Electronic Civil Disobedience: Inventing the Future of Online Agitprop Theater
Published online by Cambridge University Press: 23 October 2020
We see that a certain revolutionary type is not possible, but at the same time we comprehend that another revolutionary type becomes possible, not through a certain form of class struggle, but rather through a molecular revolution, which not only sets in motion social classes and individuals, but also a machinic and semiotic revolution.
—Félix Guattari (qtd. in Raunig)
We follow the speed of dreams.
—Subcomandante Insurgente Marcos, The Speed of Dreams (2007)

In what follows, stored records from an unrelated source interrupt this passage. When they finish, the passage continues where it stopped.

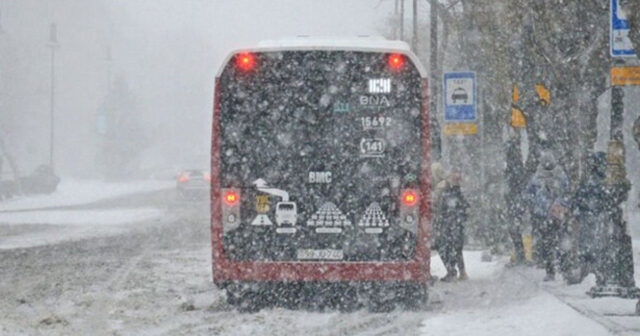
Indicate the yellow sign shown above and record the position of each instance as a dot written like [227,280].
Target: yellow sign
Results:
[262,203]
[625,76]
[517,118]
[460,128]
[543,93]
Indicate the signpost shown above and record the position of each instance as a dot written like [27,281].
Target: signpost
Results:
[620,43]
[460,107]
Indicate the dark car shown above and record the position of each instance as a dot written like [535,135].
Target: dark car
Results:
[459,94]
[193,184]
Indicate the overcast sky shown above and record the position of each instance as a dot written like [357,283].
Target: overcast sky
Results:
[168,52]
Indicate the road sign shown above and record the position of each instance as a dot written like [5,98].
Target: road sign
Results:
[625,76]
[459,96]
[454,128]
[619,40]
[517,117]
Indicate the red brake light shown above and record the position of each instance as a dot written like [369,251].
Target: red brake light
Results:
[396,61]
[409,198]
[231,198]
[245,61]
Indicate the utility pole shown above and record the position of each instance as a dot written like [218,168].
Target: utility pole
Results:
[414,36]
[433,67]
[395,17]
[402,20]
[53,44]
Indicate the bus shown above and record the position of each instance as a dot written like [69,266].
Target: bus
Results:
[320,184]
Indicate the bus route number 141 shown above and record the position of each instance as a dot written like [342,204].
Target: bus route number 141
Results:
[372,147]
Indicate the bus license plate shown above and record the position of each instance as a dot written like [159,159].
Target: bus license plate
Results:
[309,254]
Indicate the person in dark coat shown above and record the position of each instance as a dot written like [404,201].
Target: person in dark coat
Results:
[452,213]
[590,208]
[546,196]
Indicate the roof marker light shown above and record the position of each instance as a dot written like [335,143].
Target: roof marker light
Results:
[245,61]
[396,61]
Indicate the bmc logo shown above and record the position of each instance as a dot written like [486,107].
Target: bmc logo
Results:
[375,101]
[319,177]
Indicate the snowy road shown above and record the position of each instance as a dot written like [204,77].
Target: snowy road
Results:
[155,280]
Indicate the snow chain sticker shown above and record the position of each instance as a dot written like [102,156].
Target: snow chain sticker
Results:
[374,219]
[372,147]
[262,204]
[328,219]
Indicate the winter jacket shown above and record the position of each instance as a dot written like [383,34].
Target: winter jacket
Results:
[449,223]
[590,206]
[546,188]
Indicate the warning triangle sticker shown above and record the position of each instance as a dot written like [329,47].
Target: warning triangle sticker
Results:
[261,220]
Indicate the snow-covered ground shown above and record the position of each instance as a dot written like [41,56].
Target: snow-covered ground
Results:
[35,228]
[75,212]
[75,192]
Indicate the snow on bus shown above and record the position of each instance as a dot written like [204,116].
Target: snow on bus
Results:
[319,174]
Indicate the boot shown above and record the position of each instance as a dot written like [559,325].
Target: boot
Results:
[451,276]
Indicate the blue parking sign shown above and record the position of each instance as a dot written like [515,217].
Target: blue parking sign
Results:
[459,96]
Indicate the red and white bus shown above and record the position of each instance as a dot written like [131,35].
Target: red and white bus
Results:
[320,173]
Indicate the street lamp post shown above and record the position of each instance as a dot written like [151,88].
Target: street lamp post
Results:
[53,44]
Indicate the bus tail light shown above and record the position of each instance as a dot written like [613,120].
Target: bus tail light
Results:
[409,198]
[231,198]
[408,210]
[230,208]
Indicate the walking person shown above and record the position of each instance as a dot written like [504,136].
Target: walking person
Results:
[545,195]
[452,213]
[590,208]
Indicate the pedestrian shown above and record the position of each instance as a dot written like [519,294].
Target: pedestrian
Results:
[452,213]
[438,183]
[546,197]
[513,200]
[589,206]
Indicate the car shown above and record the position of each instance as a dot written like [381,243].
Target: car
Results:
[459,94]
[193,184]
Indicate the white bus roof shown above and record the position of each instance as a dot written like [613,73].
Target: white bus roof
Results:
[365,43]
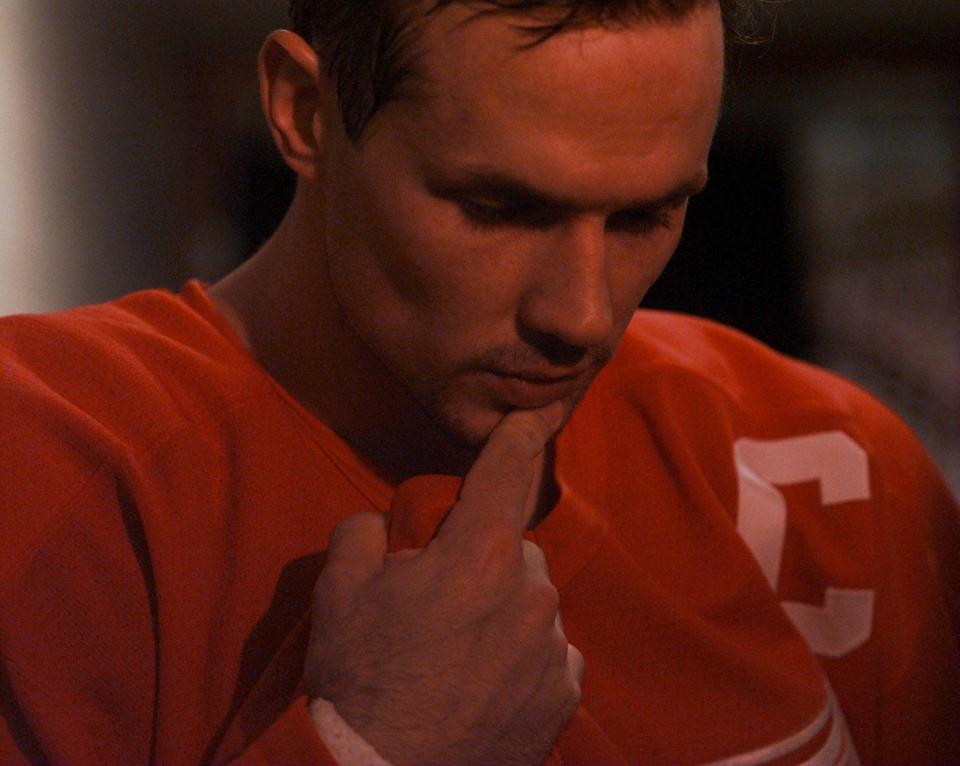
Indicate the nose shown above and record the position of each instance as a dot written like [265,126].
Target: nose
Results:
[568,301]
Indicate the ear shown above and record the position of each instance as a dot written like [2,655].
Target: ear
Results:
[294,94]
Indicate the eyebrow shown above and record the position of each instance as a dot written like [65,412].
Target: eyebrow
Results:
[494,185]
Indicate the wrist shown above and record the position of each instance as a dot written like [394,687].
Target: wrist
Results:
[344,744]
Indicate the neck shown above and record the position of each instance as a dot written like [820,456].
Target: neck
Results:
[281,305]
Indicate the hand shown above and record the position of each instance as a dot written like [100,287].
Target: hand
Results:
[452,654]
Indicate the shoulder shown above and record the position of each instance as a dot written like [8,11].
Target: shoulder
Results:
[86,393]
[722,401]
[127,369]
[758,390]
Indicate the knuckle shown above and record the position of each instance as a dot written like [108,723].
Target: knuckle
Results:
[541,604]
[351,527]
[497,552]
[534,556]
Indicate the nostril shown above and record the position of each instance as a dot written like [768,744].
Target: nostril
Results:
[557,352]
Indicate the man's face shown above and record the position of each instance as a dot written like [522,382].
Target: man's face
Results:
[490,240]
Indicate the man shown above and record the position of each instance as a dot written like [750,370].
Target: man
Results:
[238,525]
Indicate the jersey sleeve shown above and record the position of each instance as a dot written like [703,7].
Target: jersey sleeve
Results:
[917,621]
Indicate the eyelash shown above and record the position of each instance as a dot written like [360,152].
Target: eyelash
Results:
[630,222]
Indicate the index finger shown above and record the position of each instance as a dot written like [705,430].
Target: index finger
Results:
[496,487]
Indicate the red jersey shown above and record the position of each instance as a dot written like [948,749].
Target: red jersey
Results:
[756,559]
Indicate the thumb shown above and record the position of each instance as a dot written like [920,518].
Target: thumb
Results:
[356,550]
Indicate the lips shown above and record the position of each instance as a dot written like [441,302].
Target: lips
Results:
[522,391]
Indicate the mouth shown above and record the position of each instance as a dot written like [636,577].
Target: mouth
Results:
[520,390]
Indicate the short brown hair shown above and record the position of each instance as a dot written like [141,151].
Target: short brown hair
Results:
[369,45]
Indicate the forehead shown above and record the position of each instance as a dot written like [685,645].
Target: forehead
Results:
[584,112]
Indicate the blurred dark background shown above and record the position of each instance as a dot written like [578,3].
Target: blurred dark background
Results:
[132,154]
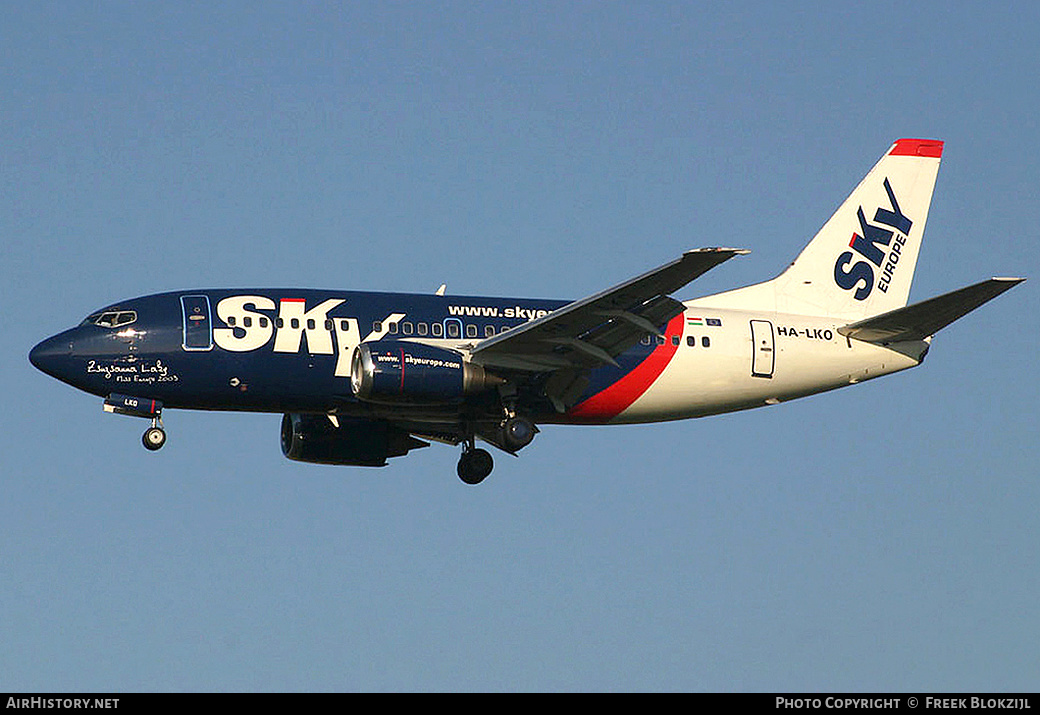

Critical art ensemble staged the theory of electronic civil disobedience (ECD) as a gamble against a form of the all-too-present future of “dead capital,” otherwise known as late capital. In our 1994 book The Electronic Disturbance, Critical Art Ensemble argued that dead capital was being constituted as an electronic commodity form in constant flow (11). Capital had been, was, and would continue to be reensembling itself, as the contemporary elite moved from centralized urban areas to decentralized and deterritorialized cyberspace (13). For Critical Art Ensemble, it was clear that cyberspace, as it was called then, was the next stage of struggle. The activist reply to this change was to teleport the system of trespass and blockage that was historically anchored to civil disobedience to this new phase of economic flows in the age of networks: “As in civil disobedience, primary tactics in electronic civil disobedience are trespass and blockage. Exits, entrances, conduits, and other key spaces must be occupied by the contestational force in order to bring pressure on legitimized institutions engaged in unethical or criminal actions” (Critical Art Ensemble, Electronic Civil Disobedience 18). As we imagined it in the early 1990s, electronic disturbance was the core gesture that could initiate a new “performative matrix” (Electronic Disturbance 57).